I had no idea that the GWR produced their own mineral water, and certainly not at their principal engineering site. The china I am finding always refers to GWR hotels in Paddington. Speaking to an auction house (on another matter) recently, I heard that these bottles are quite scarce, only 5 or 6 are known. Were it in good condition, this one would fetch up to £500. Alas, ours is broken at the top, but as a museum exhibit it is still of interest, and all the writing is still there. A bit of history then.
A second bottle came out of the ditch at Broadway:
It amazes me how many quite local businesses had their own glass bottles.
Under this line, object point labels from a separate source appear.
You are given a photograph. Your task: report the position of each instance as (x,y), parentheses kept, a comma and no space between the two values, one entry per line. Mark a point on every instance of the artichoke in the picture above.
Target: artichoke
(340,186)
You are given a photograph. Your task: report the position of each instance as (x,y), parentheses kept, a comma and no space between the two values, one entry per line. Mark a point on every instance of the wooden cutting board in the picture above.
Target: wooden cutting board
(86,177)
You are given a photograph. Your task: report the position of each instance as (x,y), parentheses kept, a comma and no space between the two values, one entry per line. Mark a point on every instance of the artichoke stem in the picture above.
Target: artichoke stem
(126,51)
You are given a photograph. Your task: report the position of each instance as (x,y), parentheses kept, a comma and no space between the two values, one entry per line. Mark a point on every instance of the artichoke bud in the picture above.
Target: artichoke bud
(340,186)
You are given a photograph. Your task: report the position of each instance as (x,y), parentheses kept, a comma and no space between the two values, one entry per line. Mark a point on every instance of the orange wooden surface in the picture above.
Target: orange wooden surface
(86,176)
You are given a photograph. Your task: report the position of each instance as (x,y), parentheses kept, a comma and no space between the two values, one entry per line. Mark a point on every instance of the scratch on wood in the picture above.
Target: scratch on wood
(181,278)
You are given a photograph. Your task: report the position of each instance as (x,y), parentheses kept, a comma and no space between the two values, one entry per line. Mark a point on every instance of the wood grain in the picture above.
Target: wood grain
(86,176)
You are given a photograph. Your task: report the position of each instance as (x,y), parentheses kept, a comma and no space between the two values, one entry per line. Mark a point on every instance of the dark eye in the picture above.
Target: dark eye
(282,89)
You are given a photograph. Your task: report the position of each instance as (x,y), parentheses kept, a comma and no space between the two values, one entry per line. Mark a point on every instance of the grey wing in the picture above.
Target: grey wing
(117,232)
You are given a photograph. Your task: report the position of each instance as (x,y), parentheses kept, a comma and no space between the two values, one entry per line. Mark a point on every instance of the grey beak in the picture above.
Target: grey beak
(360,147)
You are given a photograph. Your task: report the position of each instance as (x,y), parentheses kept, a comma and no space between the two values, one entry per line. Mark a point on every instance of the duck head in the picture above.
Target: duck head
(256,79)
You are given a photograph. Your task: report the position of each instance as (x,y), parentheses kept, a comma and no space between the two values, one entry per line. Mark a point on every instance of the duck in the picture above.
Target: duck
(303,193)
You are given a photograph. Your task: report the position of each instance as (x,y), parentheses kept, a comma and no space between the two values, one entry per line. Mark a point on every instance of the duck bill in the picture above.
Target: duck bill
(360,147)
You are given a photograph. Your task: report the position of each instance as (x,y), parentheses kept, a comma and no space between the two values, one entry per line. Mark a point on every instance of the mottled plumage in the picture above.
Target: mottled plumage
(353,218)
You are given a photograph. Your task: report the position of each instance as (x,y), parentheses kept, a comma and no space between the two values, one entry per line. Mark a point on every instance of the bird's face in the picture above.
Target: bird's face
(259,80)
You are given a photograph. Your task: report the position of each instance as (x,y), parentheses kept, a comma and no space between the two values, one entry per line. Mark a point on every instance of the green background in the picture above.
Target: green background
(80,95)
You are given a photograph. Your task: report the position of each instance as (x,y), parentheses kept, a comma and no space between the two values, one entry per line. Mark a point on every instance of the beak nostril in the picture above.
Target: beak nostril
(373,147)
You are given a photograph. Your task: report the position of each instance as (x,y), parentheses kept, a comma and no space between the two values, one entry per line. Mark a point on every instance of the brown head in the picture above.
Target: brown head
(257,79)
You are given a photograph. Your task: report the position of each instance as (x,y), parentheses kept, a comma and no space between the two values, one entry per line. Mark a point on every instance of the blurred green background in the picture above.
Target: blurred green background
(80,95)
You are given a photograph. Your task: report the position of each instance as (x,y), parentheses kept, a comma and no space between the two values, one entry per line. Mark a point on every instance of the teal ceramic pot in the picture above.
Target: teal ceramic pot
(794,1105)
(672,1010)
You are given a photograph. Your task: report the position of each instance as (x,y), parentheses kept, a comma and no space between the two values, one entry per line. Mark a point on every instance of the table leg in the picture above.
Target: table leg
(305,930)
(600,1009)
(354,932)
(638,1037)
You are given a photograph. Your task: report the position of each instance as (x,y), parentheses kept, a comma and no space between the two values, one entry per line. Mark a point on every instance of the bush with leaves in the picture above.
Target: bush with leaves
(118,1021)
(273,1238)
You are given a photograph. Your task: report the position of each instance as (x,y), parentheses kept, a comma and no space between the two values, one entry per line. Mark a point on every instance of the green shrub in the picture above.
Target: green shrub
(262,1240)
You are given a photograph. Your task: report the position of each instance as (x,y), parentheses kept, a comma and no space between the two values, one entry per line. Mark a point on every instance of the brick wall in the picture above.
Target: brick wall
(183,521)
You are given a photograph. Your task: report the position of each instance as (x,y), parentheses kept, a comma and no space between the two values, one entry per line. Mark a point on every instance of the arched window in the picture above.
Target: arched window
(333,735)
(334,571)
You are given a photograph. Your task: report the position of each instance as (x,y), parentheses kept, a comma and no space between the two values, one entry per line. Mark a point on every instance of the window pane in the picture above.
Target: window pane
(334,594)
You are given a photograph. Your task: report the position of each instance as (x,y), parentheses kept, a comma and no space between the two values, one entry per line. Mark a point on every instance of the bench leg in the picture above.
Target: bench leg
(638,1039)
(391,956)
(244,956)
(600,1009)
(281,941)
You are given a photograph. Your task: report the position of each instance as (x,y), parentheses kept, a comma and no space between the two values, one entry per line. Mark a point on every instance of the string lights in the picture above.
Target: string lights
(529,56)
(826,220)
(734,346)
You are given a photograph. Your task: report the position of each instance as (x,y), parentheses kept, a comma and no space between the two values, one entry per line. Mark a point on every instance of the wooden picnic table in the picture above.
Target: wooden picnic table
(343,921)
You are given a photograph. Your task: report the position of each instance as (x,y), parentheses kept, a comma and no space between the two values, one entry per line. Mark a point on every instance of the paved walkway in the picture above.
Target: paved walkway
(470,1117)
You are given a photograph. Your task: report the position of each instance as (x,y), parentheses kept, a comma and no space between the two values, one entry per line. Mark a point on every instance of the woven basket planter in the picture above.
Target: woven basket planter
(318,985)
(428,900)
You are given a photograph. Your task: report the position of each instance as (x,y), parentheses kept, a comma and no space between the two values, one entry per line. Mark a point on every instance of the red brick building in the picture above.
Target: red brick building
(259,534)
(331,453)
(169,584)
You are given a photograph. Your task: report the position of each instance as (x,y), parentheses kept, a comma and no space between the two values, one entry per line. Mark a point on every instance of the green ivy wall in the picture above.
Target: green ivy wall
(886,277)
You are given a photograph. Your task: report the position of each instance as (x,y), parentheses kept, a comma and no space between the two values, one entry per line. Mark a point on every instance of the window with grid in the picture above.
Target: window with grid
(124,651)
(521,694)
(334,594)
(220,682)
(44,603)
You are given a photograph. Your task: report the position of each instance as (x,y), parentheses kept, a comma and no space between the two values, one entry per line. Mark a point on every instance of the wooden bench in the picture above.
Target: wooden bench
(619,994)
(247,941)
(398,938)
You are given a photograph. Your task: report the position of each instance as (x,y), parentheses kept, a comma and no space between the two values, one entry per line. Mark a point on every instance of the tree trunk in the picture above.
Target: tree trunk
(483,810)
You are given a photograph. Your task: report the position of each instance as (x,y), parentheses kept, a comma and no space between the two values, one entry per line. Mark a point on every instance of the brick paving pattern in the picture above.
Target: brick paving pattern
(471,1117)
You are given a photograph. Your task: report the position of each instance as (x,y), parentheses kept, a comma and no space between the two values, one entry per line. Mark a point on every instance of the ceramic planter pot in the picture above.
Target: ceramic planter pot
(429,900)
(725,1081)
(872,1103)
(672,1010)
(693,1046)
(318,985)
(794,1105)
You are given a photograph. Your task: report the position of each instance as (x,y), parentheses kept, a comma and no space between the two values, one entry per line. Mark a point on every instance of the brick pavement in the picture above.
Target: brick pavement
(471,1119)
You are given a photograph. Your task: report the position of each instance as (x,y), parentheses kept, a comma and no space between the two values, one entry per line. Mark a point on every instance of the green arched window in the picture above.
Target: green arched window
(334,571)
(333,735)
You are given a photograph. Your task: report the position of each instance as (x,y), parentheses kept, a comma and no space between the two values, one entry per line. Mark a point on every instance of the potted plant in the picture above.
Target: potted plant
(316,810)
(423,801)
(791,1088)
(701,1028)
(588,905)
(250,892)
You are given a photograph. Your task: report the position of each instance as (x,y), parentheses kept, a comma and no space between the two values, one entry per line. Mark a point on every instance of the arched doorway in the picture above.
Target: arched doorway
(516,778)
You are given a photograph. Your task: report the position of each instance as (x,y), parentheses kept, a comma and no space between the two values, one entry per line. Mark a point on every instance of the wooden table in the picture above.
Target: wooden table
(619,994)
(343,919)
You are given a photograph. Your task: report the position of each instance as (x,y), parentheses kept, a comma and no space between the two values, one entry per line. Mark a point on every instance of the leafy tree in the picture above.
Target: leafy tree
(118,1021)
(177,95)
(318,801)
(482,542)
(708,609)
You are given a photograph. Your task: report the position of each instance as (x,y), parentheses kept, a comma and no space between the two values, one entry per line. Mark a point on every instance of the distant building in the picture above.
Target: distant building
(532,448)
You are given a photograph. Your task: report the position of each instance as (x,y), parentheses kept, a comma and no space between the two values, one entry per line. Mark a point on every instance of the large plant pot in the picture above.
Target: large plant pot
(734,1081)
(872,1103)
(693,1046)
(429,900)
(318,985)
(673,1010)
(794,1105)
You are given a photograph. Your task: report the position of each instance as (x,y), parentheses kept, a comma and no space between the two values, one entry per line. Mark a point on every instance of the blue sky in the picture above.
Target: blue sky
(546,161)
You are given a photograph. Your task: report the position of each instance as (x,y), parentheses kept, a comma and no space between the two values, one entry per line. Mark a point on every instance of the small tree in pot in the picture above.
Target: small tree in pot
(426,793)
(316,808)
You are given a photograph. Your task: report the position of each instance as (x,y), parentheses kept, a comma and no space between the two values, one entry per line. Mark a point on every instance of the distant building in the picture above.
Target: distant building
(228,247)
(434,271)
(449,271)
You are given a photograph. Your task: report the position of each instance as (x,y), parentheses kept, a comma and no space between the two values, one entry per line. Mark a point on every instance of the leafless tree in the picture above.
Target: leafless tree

I have managed to puzzle together the owner of this bottle, from the few letters that remain:
F. HORNE
WINE
MERCHANTS
MORETON in MARSH
I showed the bottle round the cabin at Broadway, and immediately there was a shout of recognition - a relative of a member had actually worked in this shop.
The shop was in High Street
and they had two shops in Moreton, one being a large general store. It was the
sort of place that you could buy tea from a tea chest, measured out to your
exact weight.
On the rear of the bottle is the manufacturers' name: Powell & Ricketts. This was a Bristol firm, of which I found the following information:
Powell and Ricketts, glassmakers: Although the Bristol glass industry had begun to wane by the nineteenth century, the city skyline was still dominated by the sight of the glasshouses’ tall, conical, brick-built kilns. Bristol had been well-placed for the manufacture of glass because it had local access to the necessary raw materials (sand, kelp and clay) and to the coal needed to heat the kilns, mined from coal fields just outside the city. Demand for glass came from the local wine and mineral-water bottling companies as well as for building and domestic use. The last working glasshouse in Bristol was Powell and Ricketts. Henry Ricketts was a partner in Bristol’s Phoenix glasshouse from 1802 until its closure in 1851. This had been Bristol’s last glasshouse to make the high quality flint glass now known as lead crystal. Henry’s youngest son Richard joined the firm in 1845 and, after its closure, ran the Soap Boilers’ bottlehouse. This was amalgamated with the neighbouring Hoopers’ glasshouse in 1853 to form Powell, Ricketts and Filer, later Powell and Ricketts, which went into receivership in 1923.
So the latest the bottle could have been manufactured was 1923 - it's pretty old. I wonder what F. Horne sold in it?